New CSS primitives — .upgrade-banner, .tab-pill, .badge-row, .cell-stack,
.cell-mono, .cell-muted, .row-actions, .btn-danger-ghost — all live in
App.css so other pages can adopt them without duplicating styles.
* feat(ui): polish the Nodes page so it reads like a product
The Nodes page was the biggest visual liability in distributed mode.
Rework the main dashboard surfaces in place without changing behavior:
StatCards: uniform height (96px min), left accent bar colored by the
metric's semantic (success/warning/error/primary), icon lives in a
36x36 soft-tinted chip top-right, value is left-aligned and large.
Grid auto-fills so the row doesn't collapse on narrow viewports. This
replaces the previous thin-bordered boxes with inconsistent heights.
Table rows: expandable rows now show a chevron cue on the left (rotates
on expand) so users know rows open. Status cell became a dedicated chip
with an LED-style halo dot instead of a bare bullet. Action buttons gained
labels — "Approve", "Resume", "Drain" — so the icons aren't doing all
the semantic work; the destructive remove action uses the softer
btn-danger-ghost variant so rows don't scream red, with the ConfirmDialog
still owning the real "are you sure". Applied cell-mono/cell-muted
utility classes so label chips and addresses share one spacing/font
grammar instead of re-declaring inline styles everywhere.

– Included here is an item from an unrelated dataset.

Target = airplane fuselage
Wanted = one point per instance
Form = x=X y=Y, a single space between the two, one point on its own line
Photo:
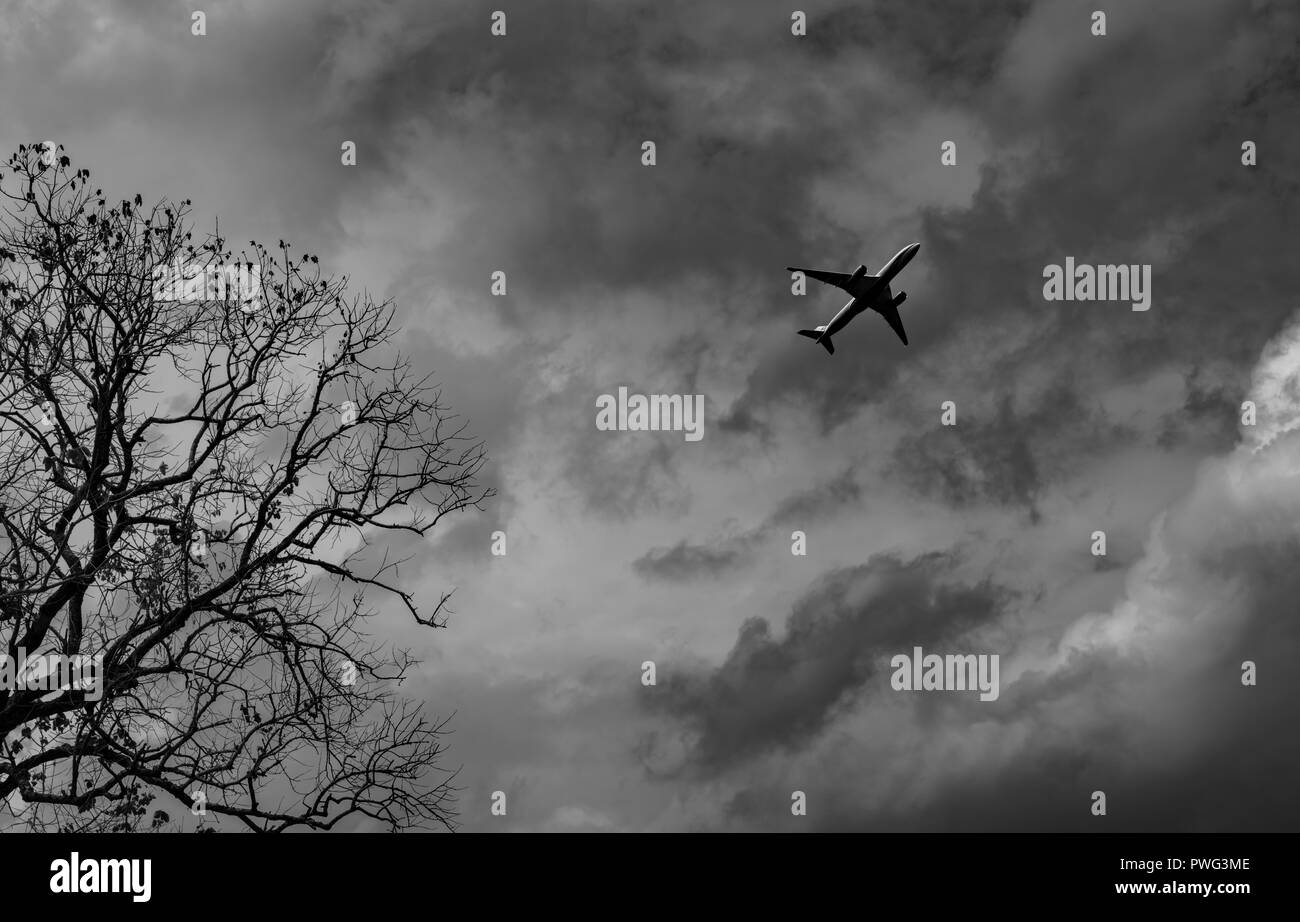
x=866 y=290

Expanded drawer: empty states for Loaded Models and Installed Backends
now render as a proper drawer-empty card (dashed border, icon, one-line
hint) instead of a plain muted string that read like broken formatting.
Tabs: three inline-styled buttons became the shared .tab class so they
inherit focus ring, hover state, and the rest of the design system —
matches the System page.
"Add more workers" toggle turned into a .nodes-add-worker dashed-border
button labelled "Register a new worker" (action voice) instead of a
chevron + muted link that operators kept mistaking for broken text.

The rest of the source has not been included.